5. Stable Distributions of Charge.
Although static (constant shape) distributions of charge (e.g. spherical shells of charge) are routinely discussed in electromagnetic texts, the simple truth is that Maxwell’s equations rule out the prospect of any charge increment being in equilibrium in an electrostatic field. (See for example Sands’ discussion in chapter 5 of The Feynman Lectures on Physics, V2.) According to Maxwellian theory alone, the very distributions so routinely discussed in the literature would quickly disperse in the real world.
A legitimate question is whether some dynamic arrangement would maintain its shape in time. In the case of moving charge there are also magnetic fields and forces. Is there, for example, some Gordian knot of circulating line charge that would not change its contour with time? Even with the advent of super computers, no such systems have been found. Evidently a given distribution of charge/current can be held constant only by introducing something extra-Maxwellian.
One of the intriguing extra-Maxwellian candidates has been magnetic charge. Rigorously speaking the equation "div B = 0" rules out magnetic charge. And to be sure none has been found. But experimentally speaking this implies that if magnetic charges (of both signs) do exist, they are invariably so tightly bound that a positive or negative one can never be isolated.
In any case, Fig. 5_1 depicts a circular, negative, spinning line charge situated between two magnetic point charges, q+’ and q-‘. The circular line charge’s spin vector is in the negative y-direction, so that its magnetic dipole moment points toward positive y.
Figure 5_1
A Stable System
The stability of the system depicted in Fig. 5_1 might be qualitatively described as follows. The opposite sign magnetic charges attract one another, but each also experiences a force in the opposite direction in the spinning line charge’s magnetic field. The right combination of charge magnitudes, magnetic charge separation and spinning line charge angular rate should hypothetically result in a net zero force on either magnetic charge.
Similarly every charge increment in the negative current loop experiences an electric force away from the origin, in the electrostatic field of the overall loop. But the magnetic field of the magnetic charges points in the negative y-direction at all points on the spinning line charge, and hence every charge increment also experiences a magnetic force toward the origin. Again the idea is that the net incremental force on every loop charge increment is zero.

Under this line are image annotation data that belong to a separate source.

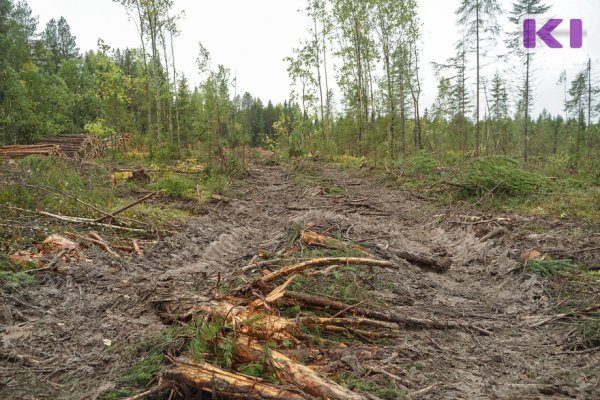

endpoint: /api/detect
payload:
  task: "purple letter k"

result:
[523,19,562,49]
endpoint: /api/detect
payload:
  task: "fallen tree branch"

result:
[397,251,452,272]
[163,359,312,400]
[283,291,493,336]
[236,337,365,400]
[125,382,175,400]
[67,233,121,258]
[131,239,144,257]
[8,206,149,234]
[254,257,395,285]
[94,192,156,223]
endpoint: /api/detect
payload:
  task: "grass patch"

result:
[524,260,583,278]
[333,372,408,400]
[189,319,235,368]
[119,352,165,387]
[0,270,35,293]
[101,326,192,400]
[454,156,548,197]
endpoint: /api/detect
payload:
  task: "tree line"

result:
[0,0,299,163]
[0,0,600,162]
[287,0,600,161]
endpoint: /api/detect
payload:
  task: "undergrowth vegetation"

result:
[314,151,600,224]
[523,258,600,350]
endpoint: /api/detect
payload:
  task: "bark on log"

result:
[300,231,370,255]
[236,337,365,400]
[283,291,492,336]
[163,359,311,400]
[94,192,156,223]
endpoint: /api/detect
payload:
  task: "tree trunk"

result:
[523,52,531,162]
[475,0,481,157]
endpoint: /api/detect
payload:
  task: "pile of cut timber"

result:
[0,144,65,157]
[40,135,104,159]
[0,135,104,160]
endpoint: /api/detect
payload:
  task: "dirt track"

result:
[0,157,600,399]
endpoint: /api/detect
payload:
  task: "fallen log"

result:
[253,257,395,285]
[0,144,65,157]
[157,298,299,342]
[1,206,149,234]
[163,359,313,400]
[283,291,493,336]
[300,231,370,255]
[94,192,156,223]
[236,337,365,400]
[396,251,452,272]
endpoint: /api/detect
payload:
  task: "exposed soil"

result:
[0,155,600,399]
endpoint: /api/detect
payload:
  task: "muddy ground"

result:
[0,157,600,399]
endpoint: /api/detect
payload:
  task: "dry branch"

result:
[163,359,311,400]
[300,231,370,255]
[397,251,452,272]
[254,257,395,284]
[284,291,492,336]
[94,192,156,223]
[236,338,365,400]
[6,206,149,234]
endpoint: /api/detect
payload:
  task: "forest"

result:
[0,0,600,167]
[0,0,600,400]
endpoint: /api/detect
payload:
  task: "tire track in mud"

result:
[0,163,600,399]
[148,161,600,399]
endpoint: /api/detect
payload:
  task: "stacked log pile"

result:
[0,135,104,160]
[0,144,65,157]
[40,135,104,160]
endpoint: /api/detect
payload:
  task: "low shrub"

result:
[150,175,196,200]
[454,156,548,196]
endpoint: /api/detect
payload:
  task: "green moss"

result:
[150,175,197,200]
[524,260,582,278]
[0,270,35,293]
[334,373,408,400]
[454,156,548,197]
[119,352,165,387]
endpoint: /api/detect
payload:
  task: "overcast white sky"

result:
[27,0,600,113]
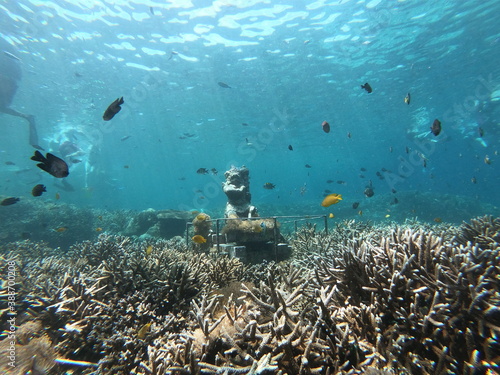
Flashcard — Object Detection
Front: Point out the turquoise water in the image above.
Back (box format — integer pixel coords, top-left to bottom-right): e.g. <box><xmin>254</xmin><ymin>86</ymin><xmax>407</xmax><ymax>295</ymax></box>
<box><xmin>0</xmin><ymin>0</ymin><xmax>500</xmax><ymax>219</ymax></box>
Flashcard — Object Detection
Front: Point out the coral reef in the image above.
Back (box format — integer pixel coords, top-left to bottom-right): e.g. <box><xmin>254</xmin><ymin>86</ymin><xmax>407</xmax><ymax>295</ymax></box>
<box><xmin>0</xmin><ymin>218</ymin><xmax>500</xmax><ymax>375</ymax></box>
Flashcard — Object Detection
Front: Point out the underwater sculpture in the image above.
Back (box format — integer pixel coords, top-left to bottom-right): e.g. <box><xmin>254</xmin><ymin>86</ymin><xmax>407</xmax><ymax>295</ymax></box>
<box><xmin>222</xmin><ymin>165</ymin><xmax>259</xmax><ymax>218</ymax></box>
<box><xmin>0</xmin><ymin>38</ymin><xmax>41</xmax><ymax>149</ymax></box>
<box><xmin>221</xmin><ymin>165</ymin><xmax>290</xmax><ymax>263</ymax></box>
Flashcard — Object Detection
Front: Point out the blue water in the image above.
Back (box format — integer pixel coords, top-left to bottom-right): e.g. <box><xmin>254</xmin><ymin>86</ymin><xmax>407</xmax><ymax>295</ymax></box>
<box><xmin>0</xmin><ymin>0</ymin><xmax>500</xmax><ymax>215</ymax></box>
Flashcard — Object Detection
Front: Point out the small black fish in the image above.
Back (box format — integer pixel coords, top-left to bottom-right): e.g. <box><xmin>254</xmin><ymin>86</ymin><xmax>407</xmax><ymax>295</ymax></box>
<box><xmin>405</xmin><ymin>93</ymin><xmax>411</xmax><ymax>105</ymax></box>
<box><xmin>0</xmin><ymin>197</ymin><xmax>20</xmax><ymax>206</ymax></box>
<box><xmin>102</xmin><ymin>96</ymin><xmax>124</xmax><ymax>121</ymax></box>
<box><xmin>361</xmin><ymin>82</ymin><xmax>373</xmax><ymax>94</ymax></box>
<box><xmin>31</xmin><ymin>184</ymin><xmax>47</xmax><ymax>197</ymax></box>
<box><xmin>196</xmin><ymin>168</ymin><xmax>208</xmax><ymax>174</ymax></box>
<box><xmin>431</xmin><ymin>119</ymin><xmax>441</xmax><ymax>137</ymax></box>
<box><xmin>3</xmin><ymin>51</ymin><xmax>21</xmax><ymax>61</ymax></box>
<box><xmin>31</xmin><ymin>150</ymin><xmax>69</xmax><ymax>178</ymax></box>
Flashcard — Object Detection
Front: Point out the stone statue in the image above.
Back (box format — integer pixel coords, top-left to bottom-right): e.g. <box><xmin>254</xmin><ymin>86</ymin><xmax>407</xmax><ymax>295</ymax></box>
<box><xmin>222</xmin><ymin>165</ymin><xmax>259</xmax><ymax>218</ymax></box>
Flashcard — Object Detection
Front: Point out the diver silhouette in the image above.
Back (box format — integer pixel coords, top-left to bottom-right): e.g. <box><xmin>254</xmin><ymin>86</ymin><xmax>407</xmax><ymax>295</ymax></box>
<box><xmin>0</xmin><ymin>38</ymin><xmax>43</xmax><ymax>150</ymax></box>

Of historic note is Dirac’s demonstration that the quantization of electric charge theoretically implies the existence of magnetic charge. And to be sure, charge is quantized in increments of 1.6E-19 coulombs (or 1/3 this amount in the case of quarks). Equally certain is the fact that if magnetic charges exist in electrons, etc., then they are separated by very small distances (and the radii of current loops are very small). The unanswered question is, how do we open an electron up (if that is possible) and see what, if anything, is going on inside?